But now here I was with more jealousy running thru my body that I knew what to do with. It was almost King's bedtime and Bay was still out with her friend, Nelly. I didn't know the girl, nor had I ever talked to her but still, I didn't like her. When Bay left work earlier than me, she was excited. As silly as it felt, I was jealous for more than one reason. I wanted to be with Bay instead of her friend that was the main reason. But Nelly being as pretty as she was sure didn't help anything. Even if Bay claimed not to like girls, she liked me and the baby growing in my stomach was proof enough that I was a female. Wat if she was attracted to Nelly too? What if she wanted to be with Nelly instead of me because she wasn't pregnant?

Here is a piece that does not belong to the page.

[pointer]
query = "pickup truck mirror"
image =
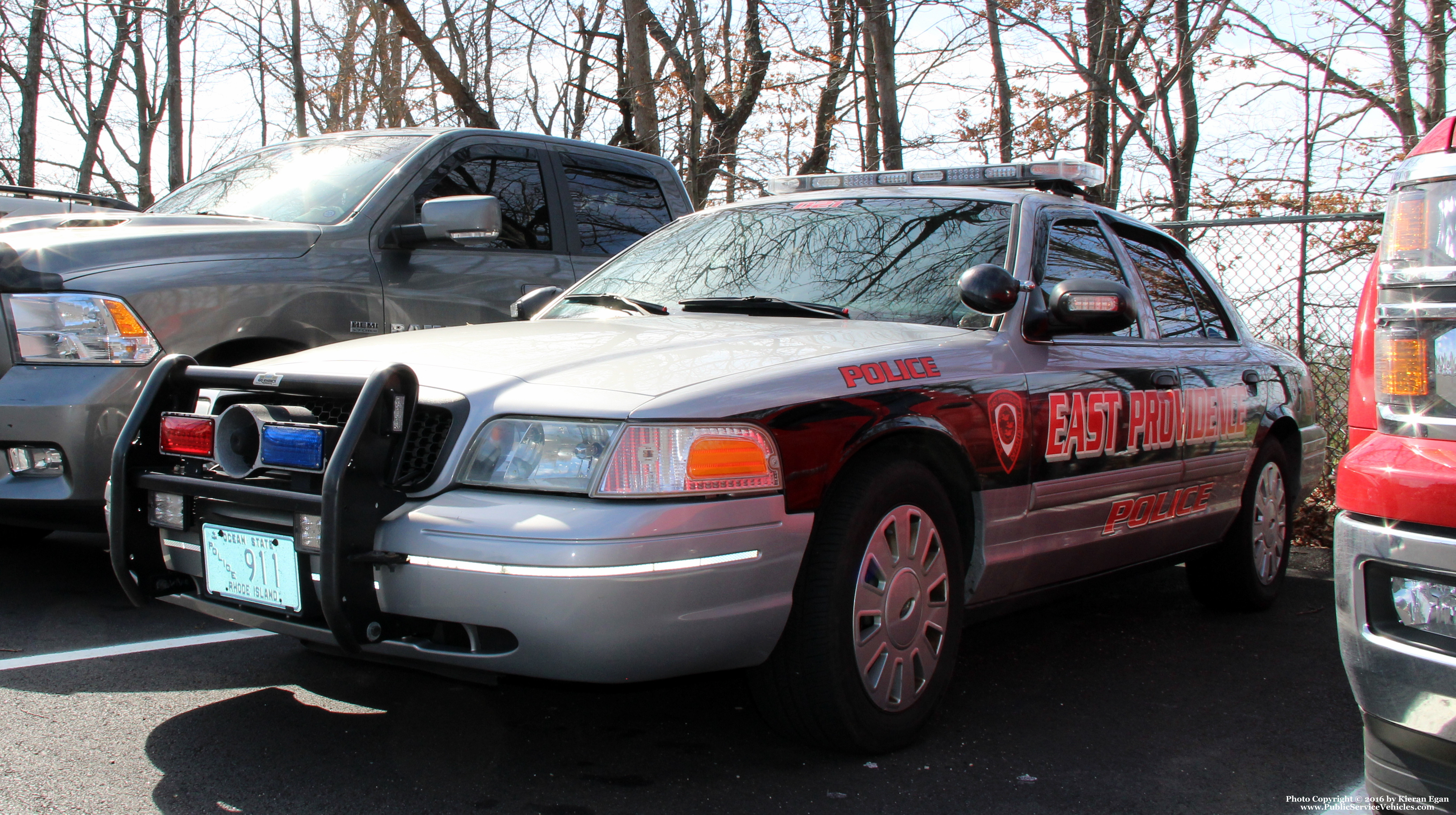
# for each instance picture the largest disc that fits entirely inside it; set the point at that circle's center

"Mommy are we moving to that house?" King's voice brought me out of my train of thought. He sat in the tub full of bubbles with his wet and freshly washed hair shrinking up above his shoulders. I nodded.

"Yes baby,"

"Me and you and Bay?" he put his hand under the water and retrieved his toy fire truck. He let the water drip before he drove it across the wall.

"And Kohle too."

"Are you his girlfriend?" he looked at me with a blank expression. As often as I heard how much he looked like me, I could still see bits of Daren. It broke my heart looking at him sometimes when his eyes shined with innocence. When Daren was alive, the first few weeks of King's life were perfect. He stopped hitting me and even let us sleep in the bed with him. I remember the way he used to obsess over my eyes. When King was born with the same eye color as me, he praised me and made me feel good. He made me feel like he loved me again. Like all the bad times were behind us and he was ready to be a good man and father. But I was wrong and looking at the sparkle of purity in King's eyes made my heart ache for the unknown. When Daren died...a big part of me died with him.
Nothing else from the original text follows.